How to Shield us From Fake News, According to Paolo Attivissimo

August 24, 2017

The journalist specializing in ICT and well-known fake news "huntsman" has unveiled to an audience of young students the tricks to spot online fake news

“Fake news hunting used to be a fun and light job. Now it has become dreadfully serious: you had better not be reporters.” Paolo Attivissimo‘s words at a lecture-show at the Sambàpolis Theater in Trento on August 22, organized by the universities of Trento and Bolzano as part of the orientation week event for high school students sounded like a real warning.

Attivissimo, a journalist specializing in ICT, has long established himself as one of the Italian gurus in debunking, the art of spotting fake news, especially thanks to his blog, Il Disinformatico. On this occasion, he had to face an audience composed largely by students from schools throughout Italy: a great opportunity to try to “educate” young people on how to recognize the thousands of taletell signs, in online information, of bogus news, urban legends, fake news, journalist topics, and more.

The result was a nice evening, in which Attivissimo took the audience on a a never boring journey, full of concrete examples, often presented with a smile but never losing sight of a very serious context, that of the fragility of modern information.

A fragility that nobody escapes, starting with journalists.
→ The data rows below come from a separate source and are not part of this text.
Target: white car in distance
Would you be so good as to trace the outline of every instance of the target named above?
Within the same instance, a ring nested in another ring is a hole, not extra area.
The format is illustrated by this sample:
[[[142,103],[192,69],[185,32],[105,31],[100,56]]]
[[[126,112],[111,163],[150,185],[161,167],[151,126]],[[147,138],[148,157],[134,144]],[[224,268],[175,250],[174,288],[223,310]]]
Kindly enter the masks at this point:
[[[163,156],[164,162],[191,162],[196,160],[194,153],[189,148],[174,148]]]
In Attivissimo’s sights, there is above all the widespread practice of “copy and paste” journalism: if a press agency is in a hurry or is incompetent, it will spread the incorrect news. In most cases the error will spread to all major news agencies, which do not bother to check the truthfulness of the piece of news. Creating significant damage, “because we readers make a sort of social pact with journalists, which leads us to believe that the news that is being published is true.”

Another chapter concerns professional fake-news writers, who spread bogus news purposely, in order to make money, thanks to the penny-per- click ads. Often leveraging on prejudices and public sentiments.
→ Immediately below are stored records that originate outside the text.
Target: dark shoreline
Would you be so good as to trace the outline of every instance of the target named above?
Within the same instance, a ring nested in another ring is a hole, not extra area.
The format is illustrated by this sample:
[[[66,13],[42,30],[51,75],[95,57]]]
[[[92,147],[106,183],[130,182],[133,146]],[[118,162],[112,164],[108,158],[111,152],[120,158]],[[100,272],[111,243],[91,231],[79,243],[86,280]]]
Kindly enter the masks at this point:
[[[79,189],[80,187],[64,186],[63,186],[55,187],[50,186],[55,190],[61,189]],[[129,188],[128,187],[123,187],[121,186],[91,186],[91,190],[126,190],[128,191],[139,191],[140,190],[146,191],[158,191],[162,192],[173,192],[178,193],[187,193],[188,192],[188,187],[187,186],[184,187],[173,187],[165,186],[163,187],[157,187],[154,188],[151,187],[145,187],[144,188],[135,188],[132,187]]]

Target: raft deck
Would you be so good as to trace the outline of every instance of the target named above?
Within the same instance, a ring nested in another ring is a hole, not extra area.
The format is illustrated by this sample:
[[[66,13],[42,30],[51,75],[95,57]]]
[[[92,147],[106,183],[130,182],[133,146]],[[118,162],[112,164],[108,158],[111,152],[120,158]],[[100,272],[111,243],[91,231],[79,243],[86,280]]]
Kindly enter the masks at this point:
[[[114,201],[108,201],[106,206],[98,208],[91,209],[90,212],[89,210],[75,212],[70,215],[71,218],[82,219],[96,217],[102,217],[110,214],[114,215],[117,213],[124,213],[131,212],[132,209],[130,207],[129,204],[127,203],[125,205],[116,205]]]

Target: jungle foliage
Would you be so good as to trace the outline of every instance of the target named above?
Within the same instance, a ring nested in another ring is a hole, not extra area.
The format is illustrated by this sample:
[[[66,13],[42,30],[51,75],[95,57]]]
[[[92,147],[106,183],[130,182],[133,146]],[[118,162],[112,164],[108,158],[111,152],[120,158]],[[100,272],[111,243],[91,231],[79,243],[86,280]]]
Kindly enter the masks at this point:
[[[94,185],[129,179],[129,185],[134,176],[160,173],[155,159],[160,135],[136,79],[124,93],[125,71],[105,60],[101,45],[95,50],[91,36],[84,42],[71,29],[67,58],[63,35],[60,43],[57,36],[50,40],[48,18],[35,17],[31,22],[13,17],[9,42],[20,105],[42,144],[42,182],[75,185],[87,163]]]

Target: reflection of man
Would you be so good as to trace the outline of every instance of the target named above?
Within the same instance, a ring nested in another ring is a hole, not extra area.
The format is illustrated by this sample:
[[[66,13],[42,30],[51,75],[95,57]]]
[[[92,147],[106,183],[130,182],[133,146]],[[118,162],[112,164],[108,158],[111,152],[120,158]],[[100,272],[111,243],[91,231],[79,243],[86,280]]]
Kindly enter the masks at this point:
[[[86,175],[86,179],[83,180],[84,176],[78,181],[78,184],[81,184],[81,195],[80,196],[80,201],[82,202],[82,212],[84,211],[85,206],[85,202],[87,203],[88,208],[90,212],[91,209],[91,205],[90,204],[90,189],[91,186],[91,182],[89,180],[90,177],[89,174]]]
But the responsibility for the increasingly uncontrolled spread of fake news, according to Attivissimo, is also the users’. “In the past, readers were only passive consumers of information, but today it is no longer so. Thanks to social networks, everyone is a potential “news producer”: the social profiles of each of us are real newspapers, which can also have a very large diffusion if the number of followers is high. ” Sharing fake news on one’s own social profile can therefore have far more significant consequences than one can believe.

Buying it, unfortunately, is easy. Especially thanks to mental mechanisms such as “confirmation bias”, by which we select and share only news that confirm our own bias, discounting those we oppose without doing the necessary fact-checking.

However, according to Attivissimo, we do not need to have any special tools to shield ourselves. “Most news can be fact-checked in five minutes, we just need to pay a little bit of attention. And having a good knowledge of ITC helps. ”

Another story, however, is to “survive” the confrontation with the indomitable fake news writers. A very popular topic, as one can tell from the many questions on the made by the audience and by the kids at the end of the conference. “Unfortunately there is no recipe for converting fake news writers. My advice is to always avoid the eyeball to eyeball attitude, keeping a conciliatory tone and trying show the interlocutor their contradictions. ”

In short, “Get to work and never lower the guard,” Attivissimo concluded turning to the younger audience, pointing out that a good education on the issue, starting from schools, could play a key role in reducing the spread of fake news.